Avez-vous une idée précise de l’équipe que vous alignerez en début de championnat et de la manière dont vous voulez que cette équipe joue ?

La manière, on la connaît. Après, on espère toujours que le groupe va être renforcé, et je crois qu’il va l’être. Comme dans beaucoup de clubs, ça ne bouge pas encore beaucoup. Il va falloir encore un petit peu de temps. Évidemment, j’ai eu une idée de l’équipe qui risque de démarrer le championnat, et plus qu’une idée sur la manière de fonctionner. J’espère qu’on sera en capacité de le montrer dès le premier match.

« Rigueur et enthousiasme »

À quoi voulez-vous que ressemble cette équipe du Stade Malherbe ?

C’est un petit peu dans la lignée des équipes que j’ai entraînées. Une équipe bien organisée, rigoureuse, mais aussi avec beaucoup d’enthousiasme, de générosité, de qualité technique – parce qu’il y a des joueurs qui ont cette qualité-là, et surtout une équipe qui ne se pose pas de question.

Ce dernier point est peut-être la partie la plus difficile au vu de la saison dernière…

La tâche n’est pas simple, de toute façon. Pour tous ceux qui pensent que parce qu’un nouveau staff est arrivé, tout va changer… Aujourd’hui, on a les mêmes joueurs de l’an passé moins tous les garçons qui étaient en fin de contrat ou qui sont partis, et qui avaient une place importante dans l’équipe. Je pense à Bammou, Weber, Pi, Yago… L’équation n’est pas simple à résoudre. Les joueurs qui vont composer l’équipe ressemblent, en tout cas pour les noms qui la composent, à ceux de l’an passé. On va mettre tout en œuvre pour essayer de redonner une nouvelle énergie à cette équipe qui en a manqué. 

Vous êtes resté longtemps à Angers si bien que vous pouviez façonner l’équipe comme vous le souhaitiez. Là, vous récupérez une équipe quasiment telle qu’elle était avant votre arrivée. Qu’est-ce que cela change dans votre adaptation ?

Évidemment, c’est complètement différent.

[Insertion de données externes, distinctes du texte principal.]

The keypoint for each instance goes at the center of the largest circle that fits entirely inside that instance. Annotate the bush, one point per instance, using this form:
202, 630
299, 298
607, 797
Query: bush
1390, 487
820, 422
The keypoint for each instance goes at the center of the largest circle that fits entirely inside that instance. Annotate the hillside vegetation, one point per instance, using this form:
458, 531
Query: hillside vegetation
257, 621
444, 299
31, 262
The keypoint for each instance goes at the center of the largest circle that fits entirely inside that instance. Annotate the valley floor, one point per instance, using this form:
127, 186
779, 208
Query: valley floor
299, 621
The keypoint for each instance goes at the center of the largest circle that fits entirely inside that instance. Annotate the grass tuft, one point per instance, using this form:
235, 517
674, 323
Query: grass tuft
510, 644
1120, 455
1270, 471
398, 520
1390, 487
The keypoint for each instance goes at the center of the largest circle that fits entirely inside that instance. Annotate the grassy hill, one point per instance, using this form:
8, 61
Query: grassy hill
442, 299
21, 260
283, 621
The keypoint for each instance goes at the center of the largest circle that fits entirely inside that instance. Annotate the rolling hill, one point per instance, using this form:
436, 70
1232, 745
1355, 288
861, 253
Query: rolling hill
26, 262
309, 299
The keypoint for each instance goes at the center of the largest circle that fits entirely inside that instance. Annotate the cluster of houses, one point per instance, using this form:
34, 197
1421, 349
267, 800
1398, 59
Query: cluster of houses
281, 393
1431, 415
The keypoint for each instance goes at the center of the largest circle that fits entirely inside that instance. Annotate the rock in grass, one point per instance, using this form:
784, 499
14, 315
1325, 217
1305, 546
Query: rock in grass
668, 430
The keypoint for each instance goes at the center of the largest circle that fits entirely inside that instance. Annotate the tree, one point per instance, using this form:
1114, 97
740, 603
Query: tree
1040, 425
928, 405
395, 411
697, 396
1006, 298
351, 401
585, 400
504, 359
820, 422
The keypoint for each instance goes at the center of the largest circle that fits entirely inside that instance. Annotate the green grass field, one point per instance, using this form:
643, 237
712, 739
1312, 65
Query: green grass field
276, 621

Pour mon staff et moi, c’est nouveau. Quand on accueillait de nouveaux joueurs, il y avait déjà une méthode, il y avait déjà un style qui était imprégné par l’ensemble du groupe. La grande difficulté, c’est qu’on doit mettre en place quelque chose qui nous appartient, mais aussi s’adapter aux joueurs qui sont présents. Ce n’est pas simple parce que les joueurs doivent savoir très vite où on veut aller. C’est à nous de leur indiquer le chemin. Mais je trouve que dans ce domaine-là, il y a de bonnes réponses. Cependant, cinq semaines (de préparation, ndlr), ce n’est pas beaucoup. C’est pour cela qu’on va certainement avoir besoin d’un peu de temps, même si ce qu’on fait jusqu’à présent est cohérent. 

« Pas des demandes, des obligations »

Sur le plan du recrutement, les dirigeants ont évoqué comme priorités une arrivée en défense centrale et le remplacement de Kélian Nsona, blessé. Les coachs ont souvent des envies supplémentaires. Est-ce votre cas ?

Non, moi j’ai juste envie qu’on amène des joueurs là où on en a besoin. Je ne suis pas un adepte des effectifs pléthoriques. J’ai l’habitude de travailler avec 22 joueurs et trois gardiens, cela suffit largement. Je ne suis pas quelqu’un qui réclame, comme j’ai pu le lire. Je ne réclame rien, je dis juste qu’on a besoin d’être sécurisé à certains postes où on a peu de monde. On parle des centraux, mais aussi des latéraux. Nous n’avons que deux joueurs formés à ces postes, Aloys Fouda et Yoël Armougom, en attendant le retour d’Hugo (Vandermersch). C’est un secteur de jeu où il faut qu’on se renforce. Il faudra remplacer Kélian (Nsona) aussi. Il va nous manquer. Pour moi, ce ne sont pas des demandes. Aujourd’hui, ça apparaît comme des obligations.